His ideas are brushed off by most of the audience, many of whom refuse to worry because atomic tests have only been carried out in remote locations. But soon after, fisherman Tom Trefethen (Henry Vidon) is found nearly dead, covered in burns after a day spent fishing with his daughter (Leigh Madison). With his last words, Tom warns that he was attacked by an enormous creature in the sea.
After the funeral, the beach is found to be covered in thousands of dead fish. When Steve learns that all fishing in Cornwall has been stopped due to the mystery of the “behemoth” and the dead fish, he decides to investigate, with the help of physicist Professor Bickford (Andre Morell).
The men head to Cornwall, but is it already too late? Has Steve’s prediction of radioactive sea creatures and mass destruction come true?
“And the Lord said: ‘Behold, now, the behemoth!'”
The Giant Behemoth, also known as Behemoth, the Sea Monster, was directed by Eugene Lourie and Douglas Hickox. The film was scripted by Lourie and Daniel James, from a story by Robert Abel and Alan J. Adler.

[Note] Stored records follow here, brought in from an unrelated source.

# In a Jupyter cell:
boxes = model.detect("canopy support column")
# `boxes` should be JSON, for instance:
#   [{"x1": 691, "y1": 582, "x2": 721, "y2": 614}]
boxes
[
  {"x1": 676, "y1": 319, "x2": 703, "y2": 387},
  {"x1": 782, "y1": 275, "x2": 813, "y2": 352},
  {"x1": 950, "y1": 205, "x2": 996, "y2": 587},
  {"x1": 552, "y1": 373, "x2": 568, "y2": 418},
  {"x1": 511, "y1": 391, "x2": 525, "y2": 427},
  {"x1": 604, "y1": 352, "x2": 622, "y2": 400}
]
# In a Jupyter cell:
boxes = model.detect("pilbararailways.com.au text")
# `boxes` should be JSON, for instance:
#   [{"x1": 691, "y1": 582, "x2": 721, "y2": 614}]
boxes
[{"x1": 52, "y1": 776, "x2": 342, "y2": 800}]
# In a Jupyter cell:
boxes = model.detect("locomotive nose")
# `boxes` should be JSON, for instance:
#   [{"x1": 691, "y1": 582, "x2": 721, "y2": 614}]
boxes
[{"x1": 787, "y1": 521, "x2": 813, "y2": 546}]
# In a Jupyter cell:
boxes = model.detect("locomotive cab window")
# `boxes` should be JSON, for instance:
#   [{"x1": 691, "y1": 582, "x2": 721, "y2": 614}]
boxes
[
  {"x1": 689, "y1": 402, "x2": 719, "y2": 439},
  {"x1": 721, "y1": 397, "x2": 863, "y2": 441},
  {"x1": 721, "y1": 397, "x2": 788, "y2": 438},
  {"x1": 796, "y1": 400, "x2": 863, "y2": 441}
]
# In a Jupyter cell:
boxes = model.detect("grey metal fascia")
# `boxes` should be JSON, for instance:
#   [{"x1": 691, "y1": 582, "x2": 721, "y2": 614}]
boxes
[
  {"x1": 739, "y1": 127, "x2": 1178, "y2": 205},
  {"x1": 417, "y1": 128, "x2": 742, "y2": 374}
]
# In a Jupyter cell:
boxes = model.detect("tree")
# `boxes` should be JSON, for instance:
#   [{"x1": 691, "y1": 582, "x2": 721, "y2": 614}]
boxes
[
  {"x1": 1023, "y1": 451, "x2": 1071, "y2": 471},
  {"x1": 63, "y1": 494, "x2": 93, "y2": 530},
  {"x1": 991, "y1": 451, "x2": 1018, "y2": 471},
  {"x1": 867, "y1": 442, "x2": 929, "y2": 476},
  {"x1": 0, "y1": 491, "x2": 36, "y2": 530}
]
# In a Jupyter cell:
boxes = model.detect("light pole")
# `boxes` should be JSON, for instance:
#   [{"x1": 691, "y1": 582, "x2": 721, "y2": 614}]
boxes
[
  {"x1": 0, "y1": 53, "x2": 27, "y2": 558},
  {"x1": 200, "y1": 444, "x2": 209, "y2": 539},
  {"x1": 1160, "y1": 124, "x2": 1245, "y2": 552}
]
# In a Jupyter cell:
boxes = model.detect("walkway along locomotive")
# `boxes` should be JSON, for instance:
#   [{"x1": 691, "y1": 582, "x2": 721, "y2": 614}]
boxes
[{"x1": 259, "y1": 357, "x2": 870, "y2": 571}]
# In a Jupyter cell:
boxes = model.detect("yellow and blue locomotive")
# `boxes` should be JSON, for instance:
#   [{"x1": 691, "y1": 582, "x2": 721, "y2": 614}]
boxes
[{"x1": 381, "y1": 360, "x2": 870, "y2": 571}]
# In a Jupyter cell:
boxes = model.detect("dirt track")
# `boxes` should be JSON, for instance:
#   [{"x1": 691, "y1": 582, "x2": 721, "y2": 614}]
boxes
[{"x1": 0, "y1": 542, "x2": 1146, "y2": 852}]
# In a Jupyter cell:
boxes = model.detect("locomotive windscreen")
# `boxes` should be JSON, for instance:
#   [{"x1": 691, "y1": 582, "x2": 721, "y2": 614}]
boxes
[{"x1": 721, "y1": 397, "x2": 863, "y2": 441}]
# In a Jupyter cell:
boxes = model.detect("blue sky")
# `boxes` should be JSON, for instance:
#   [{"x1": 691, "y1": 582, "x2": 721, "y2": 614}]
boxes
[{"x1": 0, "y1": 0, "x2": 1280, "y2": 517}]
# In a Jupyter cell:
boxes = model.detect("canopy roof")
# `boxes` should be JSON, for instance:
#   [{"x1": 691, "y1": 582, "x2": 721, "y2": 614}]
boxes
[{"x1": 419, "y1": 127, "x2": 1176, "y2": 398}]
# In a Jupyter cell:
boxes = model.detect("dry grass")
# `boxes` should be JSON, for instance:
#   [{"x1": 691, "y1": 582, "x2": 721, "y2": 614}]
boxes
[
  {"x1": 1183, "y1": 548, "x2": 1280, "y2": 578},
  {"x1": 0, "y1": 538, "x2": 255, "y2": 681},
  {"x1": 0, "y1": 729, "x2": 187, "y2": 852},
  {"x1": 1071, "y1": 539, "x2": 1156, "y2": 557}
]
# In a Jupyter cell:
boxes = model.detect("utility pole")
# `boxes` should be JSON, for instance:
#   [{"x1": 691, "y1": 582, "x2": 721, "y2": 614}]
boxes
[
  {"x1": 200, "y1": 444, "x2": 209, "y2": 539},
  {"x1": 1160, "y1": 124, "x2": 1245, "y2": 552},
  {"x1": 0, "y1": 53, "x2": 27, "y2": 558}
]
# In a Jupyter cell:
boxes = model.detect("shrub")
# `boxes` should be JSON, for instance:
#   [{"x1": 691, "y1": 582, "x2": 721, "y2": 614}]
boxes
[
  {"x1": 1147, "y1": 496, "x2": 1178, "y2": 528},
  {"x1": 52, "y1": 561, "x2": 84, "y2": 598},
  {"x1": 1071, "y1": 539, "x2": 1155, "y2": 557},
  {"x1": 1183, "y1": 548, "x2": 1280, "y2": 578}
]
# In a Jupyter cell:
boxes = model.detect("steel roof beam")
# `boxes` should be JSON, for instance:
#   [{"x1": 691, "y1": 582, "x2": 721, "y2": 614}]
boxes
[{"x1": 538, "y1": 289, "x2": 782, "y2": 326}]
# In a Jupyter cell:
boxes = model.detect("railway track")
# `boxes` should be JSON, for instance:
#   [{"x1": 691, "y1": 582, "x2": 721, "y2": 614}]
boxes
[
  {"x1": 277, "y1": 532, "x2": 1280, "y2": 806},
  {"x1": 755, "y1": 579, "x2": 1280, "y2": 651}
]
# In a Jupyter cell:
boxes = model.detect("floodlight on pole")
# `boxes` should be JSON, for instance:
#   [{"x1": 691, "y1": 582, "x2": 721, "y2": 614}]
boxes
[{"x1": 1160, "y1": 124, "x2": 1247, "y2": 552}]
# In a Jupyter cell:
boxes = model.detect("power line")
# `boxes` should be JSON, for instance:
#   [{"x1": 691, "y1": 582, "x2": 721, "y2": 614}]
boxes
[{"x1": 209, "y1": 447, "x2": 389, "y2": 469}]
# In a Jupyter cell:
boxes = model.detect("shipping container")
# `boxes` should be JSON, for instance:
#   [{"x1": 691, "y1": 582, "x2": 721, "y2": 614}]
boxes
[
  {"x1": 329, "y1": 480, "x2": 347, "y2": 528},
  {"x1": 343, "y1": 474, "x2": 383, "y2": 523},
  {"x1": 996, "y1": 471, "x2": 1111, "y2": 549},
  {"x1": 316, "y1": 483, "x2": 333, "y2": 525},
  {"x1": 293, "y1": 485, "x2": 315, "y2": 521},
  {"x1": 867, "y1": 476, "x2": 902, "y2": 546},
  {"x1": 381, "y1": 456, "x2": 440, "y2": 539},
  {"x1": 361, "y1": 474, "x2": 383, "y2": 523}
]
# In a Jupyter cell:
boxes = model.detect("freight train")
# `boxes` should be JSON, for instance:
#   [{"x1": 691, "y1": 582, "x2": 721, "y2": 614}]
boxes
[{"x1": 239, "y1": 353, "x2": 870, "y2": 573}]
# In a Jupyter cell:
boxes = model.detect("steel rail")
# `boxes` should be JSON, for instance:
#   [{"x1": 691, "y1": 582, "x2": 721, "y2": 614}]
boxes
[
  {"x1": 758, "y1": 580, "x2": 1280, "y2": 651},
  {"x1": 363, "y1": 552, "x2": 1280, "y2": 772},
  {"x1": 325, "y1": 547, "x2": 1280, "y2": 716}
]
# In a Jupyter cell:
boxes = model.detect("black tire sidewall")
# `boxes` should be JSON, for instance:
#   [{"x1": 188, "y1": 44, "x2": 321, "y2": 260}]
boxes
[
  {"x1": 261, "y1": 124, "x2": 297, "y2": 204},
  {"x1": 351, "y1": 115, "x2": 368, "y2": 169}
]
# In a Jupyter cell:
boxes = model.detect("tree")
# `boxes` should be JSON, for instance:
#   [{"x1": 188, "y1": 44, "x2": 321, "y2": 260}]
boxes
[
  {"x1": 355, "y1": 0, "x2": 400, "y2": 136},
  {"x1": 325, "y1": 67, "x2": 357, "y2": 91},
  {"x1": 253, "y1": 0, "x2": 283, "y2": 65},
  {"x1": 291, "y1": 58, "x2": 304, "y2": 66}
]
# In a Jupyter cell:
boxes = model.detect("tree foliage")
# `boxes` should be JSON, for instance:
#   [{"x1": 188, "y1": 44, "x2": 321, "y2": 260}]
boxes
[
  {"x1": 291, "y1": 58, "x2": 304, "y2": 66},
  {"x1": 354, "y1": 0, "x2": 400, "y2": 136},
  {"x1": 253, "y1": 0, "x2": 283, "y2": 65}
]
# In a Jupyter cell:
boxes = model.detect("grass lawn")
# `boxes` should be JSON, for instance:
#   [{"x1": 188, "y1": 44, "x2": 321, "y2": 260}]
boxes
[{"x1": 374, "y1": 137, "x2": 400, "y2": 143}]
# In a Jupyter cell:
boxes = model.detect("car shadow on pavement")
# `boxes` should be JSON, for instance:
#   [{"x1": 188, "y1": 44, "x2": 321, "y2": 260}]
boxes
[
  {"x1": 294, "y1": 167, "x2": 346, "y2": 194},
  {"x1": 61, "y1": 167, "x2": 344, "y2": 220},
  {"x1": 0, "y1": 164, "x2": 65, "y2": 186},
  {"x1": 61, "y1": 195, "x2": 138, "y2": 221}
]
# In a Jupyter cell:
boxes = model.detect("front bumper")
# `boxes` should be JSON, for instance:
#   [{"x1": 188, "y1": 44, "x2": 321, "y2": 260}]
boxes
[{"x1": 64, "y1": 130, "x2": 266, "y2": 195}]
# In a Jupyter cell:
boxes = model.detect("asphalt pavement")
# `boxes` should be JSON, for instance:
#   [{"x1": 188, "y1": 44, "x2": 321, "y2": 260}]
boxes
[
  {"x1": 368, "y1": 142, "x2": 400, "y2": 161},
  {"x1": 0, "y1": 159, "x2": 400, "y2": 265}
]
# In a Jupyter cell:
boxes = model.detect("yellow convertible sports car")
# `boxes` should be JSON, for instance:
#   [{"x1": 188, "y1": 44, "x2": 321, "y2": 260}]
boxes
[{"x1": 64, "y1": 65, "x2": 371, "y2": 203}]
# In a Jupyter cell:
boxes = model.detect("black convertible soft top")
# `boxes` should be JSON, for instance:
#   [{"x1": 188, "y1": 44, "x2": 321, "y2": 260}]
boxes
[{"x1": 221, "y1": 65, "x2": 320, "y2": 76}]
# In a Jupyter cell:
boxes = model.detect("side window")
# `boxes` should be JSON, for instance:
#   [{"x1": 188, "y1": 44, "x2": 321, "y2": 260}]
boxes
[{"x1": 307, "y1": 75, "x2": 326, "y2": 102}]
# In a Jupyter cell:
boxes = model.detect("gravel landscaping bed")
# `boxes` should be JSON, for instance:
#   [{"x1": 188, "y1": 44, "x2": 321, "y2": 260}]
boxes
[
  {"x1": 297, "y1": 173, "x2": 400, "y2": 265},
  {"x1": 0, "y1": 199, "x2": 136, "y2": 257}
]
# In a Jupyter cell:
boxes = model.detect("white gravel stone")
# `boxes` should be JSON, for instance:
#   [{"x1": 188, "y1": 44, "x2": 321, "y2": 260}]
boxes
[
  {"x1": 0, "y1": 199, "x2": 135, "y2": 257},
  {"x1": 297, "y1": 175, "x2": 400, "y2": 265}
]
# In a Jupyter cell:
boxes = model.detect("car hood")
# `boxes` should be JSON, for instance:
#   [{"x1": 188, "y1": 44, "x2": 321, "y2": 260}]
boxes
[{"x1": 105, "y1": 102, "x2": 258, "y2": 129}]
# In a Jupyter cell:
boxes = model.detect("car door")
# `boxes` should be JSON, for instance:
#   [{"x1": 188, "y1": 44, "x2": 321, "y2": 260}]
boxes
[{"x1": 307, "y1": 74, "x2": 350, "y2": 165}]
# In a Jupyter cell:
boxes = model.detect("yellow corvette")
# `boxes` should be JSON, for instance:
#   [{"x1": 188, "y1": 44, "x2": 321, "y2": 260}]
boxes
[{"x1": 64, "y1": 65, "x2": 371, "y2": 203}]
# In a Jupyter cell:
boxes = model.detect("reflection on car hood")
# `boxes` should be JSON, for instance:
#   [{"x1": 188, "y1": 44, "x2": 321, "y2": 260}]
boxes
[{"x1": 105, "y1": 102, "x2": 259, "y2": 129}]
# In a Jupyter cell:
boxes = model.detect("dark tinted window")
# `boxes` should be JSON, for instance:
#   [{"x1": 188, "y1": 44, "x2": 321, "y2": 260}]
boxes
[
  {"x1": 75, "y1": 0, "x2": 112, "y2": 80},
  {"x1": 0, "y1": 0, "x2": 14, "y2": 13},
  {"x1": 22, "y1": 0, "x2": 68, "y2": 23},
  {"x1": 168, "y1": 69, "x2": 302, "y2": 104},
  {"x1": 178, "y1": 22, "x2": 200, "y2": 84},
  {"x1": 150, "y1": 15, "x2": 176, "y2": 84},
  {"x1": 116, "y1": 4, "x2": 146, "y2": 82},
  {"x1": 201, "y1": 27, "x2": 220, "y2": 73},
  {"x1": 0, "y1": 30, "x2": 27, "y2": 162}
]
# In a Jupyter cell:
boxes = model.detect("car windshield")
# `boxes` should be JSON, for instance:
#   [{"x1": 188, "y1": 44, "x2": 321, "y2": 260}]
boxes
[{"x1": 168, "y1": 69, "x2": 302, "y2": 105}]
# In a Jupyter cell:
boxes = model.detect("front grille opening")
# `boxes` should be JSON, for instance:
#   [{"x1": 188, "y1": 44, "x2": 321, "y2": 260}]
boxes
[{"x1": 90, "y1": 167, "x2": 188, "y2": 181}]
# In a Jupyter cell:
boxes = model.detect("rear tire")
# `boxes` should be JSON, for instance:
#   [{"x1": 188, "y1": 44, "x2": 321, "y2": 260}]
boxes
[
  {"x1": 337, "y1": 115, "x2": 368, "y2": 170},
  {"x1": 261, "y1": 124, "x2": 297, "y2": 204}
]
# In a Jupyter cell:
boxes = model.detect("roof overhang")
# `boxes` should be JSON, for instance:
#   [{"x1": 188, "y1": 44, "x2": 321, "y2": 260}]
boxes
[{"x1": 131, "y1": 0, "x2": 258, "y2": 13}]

A fantastic sense of tension and danger is built from the beginning of The Giant Behemoth. The message of the film is very transparent: your usual anti-atomic mid-century tale of fear, danger, and destruction.
The story is very effectively told in that not only is the monster radioactive thanks to human experimentation, but just about every idea people have to destroy the monster would only cause greater damage as well. Weapons are useless against the beast, as it simply emits “bleep-bloop” sounds and waves of radioactivity when shot, spreading the radioactivity further, harming more of the environment and many more people, for years to come.
“A million radioactive particles blown into every corner of London?! Why, the whole city would be poisoned for God knows how many years!”
Much of the film is dedicated to the science behind the monster, the investigation to discover what exactly caused the tragedies in Cornwall, and the method by which to destroy the beast, but there’s a fair bit of action packed into the second half as well. In one scene, a helicopter explodes! I guess that’s what they get for flying too close to the s…on of the Loch Ness monster. (Badum-tsk! Bad joke alert!)
The film’s stop-motion animation was supervised by Willis O’Brien of King Kong fame, much of the hands-on work carried out by O’Brien’s assistant, Pete Peterson. Expectations are high with these talents involved, though much to the disappointment of both O’Brien and director Lourie, budget constraints kept O’Brien from overseeing all of the film’s special effects (according to TCM). Both were reportedly unhappy with the end result, but I still thought it was very cool to watch, the stop-motion incorporated very effectively into scenes of London as seen above.
Another positive: the score. This music would seem a tad overbearing in any other type of film, but works in this story of a radioactive sea giant heading to London to destroy all humanity. The story isn’t subtle, so why should the music be? It adds greatly to the film’s atmosphere.
The Giant Behemoth is a pure slice of sci-fi monster fun. I’d even go so far as to consider it a new favorite. It avoids corn more successfully than you’d expect for a film that’s basically called The Giant Giant, if you strip the word “behemoth” of its biblical connotation (which is mentioned several times in the film). I thoroughly enjoyed it from the first moment to the last.